TWIRL 13: ULA to orbit missile early warning satellite

The TWIRL logo with the ULA mission artwork
Background image via ULA

The upcoming week in rocket launches promises to be fairly routine, that said, there are two particularly interesting missions. On Monday, the United Launch Alliance will orbit a U.S. military satellite that is designed to provide early warning of a missile launch and on Thursday, a Chinese Long March rocket will orbit the Tianzhou-2 cargo craft which will dock with the Tianhe module of the Chinese Space Station.

Monday, May 17

As mentioned, the United Launch Alliance is set to launch one of its Atlas V rockets (AV-091) into space carrying the U.S. military’s fifth Space Based Infrared System Geosynchronous (SBIRS GEO 5) satellite which has been designed for missile early warning detection. Secondary payloads going up on this launch include Technology Demonstration Orbiter 3 (TDO-3) and four CubeSats. You can find the live stream on YouTube.

Tuesday, May 18

The second launch of the week takes place on Tuesday. A Chinese Long March CZ-4B rocket will launch an ocean observation satellite called Haiyang 2D into orbit. It will use sensors to detect sea surface wind fields, sea surface height, and the temperature of the sea’s surface. As with most Chinese launches, you should not expect a live stream of this event but footage of the launch will likely surface on YouTube after the event.

Thursday, May 19

No more launches are pencilled in this week after Thursday. The first of the two launches is marked as ‘no earlier than’ and we’ve mentioned it on previous editions of TWIRL simply meaning it hasn’t launched yet. It consists of the Northrop Grumman Pegasus XL rocket carrying the TacRL-2 mission into orbit. This mission is part of the U.S. Space Force’s Tactically Responsive Launch program and is intended as a technology demonstration.

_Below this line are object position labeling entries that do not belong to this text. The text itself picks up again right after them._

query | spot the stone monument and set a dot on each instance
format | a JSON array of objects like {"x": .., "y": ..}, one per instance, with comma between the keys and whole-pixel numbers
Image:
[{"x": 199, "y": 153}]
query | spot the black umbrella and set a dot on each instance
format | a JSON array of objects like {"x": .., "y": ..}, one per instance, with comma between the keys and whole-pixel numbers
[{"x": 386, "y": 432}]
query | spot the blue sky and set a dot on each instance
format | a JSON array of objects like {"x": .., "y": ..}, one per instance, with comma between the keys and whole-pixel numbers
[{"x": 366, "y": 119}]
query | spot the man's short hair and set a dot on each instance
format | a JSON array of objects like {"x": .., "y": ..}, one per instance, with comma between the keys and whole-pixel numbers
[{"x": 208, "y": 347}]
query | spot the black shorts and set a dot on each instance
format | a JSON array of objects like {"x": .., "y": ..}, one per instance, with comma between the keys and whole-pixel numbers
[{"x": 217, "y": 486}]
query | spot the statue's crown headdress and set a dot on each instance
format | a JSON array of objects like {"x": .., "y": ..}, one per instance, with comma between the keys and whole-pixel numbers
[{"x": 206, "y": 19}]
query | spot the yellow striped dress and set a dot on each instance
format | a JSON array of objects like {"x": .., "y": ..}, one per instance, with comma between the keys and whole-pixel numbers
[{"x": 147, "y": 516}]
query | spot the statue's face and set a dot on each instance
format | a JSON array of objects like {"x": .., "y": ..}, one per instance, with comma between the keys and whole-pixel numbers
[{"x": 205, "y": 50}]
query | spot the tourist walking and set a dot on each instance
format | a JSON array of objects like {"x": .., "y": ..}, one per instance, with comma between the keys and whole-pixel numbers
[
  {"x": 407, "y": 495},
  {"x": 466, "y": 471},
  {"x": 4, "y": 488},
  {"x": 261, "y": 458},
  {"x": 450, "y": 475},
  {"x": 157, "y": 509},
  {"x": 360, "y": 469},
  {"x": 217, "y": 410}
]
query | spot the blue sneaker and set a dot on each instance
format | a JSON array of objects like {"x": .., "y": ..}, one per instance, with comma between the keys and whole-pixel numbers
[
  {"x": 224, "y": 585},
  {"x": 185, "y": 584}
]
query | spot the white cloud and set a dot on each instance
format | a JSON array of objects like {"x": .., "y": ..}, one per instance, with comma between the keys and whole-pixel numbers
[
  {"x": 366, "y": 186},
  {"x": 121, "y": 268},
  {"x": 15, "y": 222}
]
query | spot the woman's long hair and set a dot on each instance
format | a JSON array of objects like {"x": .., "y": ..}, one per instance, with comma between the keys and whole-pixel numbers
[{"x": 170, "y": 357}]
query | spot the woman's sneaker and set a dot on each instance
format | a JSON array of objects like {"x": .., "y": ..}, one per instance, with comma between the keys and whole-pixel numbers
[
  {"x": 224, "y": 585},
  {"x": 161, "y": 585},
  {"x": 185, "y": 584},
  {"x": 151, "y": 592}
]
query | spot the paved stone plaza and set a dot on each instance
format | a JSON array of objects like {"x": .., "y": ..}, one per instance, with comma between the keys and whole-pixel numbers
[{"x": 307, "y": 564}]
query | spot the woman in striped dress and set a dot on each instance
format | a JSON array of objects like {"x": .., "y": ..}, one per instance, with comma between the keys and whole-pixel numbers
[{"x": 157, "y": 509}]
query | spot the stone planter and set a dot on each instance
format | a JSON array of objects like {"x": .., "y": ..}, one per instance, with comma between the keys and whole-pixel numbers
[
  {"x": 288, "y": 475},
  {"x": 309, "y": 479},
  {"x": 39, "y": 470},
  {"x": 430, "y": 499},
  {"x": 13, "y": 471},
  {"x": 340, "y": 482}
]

The second launch scheduled for Thursday is that of the Long March CZ-7 carrying the Tianzhou-2 cargo craft. Once in orbit, Tianzhou-2 will dock with the Tianhe module of the Chinese Space Station (CSS) which itself was only orbited a few weeks ago. The Tianzhou-2 can carry up to 6.5 tonnes of cargo as well as two tonnes of propellant. Cargo missions to the CSS might become more frequent in future as China looks to send Taikonauts to live on the station.

Zhurong Rover

A graphic of the Zhurong rover

It was announced yesterday by China that it has successfully landed its Zhurong Mars rover at Utopia Planitia. It’s the first Mars rover from a country other than the United States to land successfully and marks a big leap for the Chinese space programme.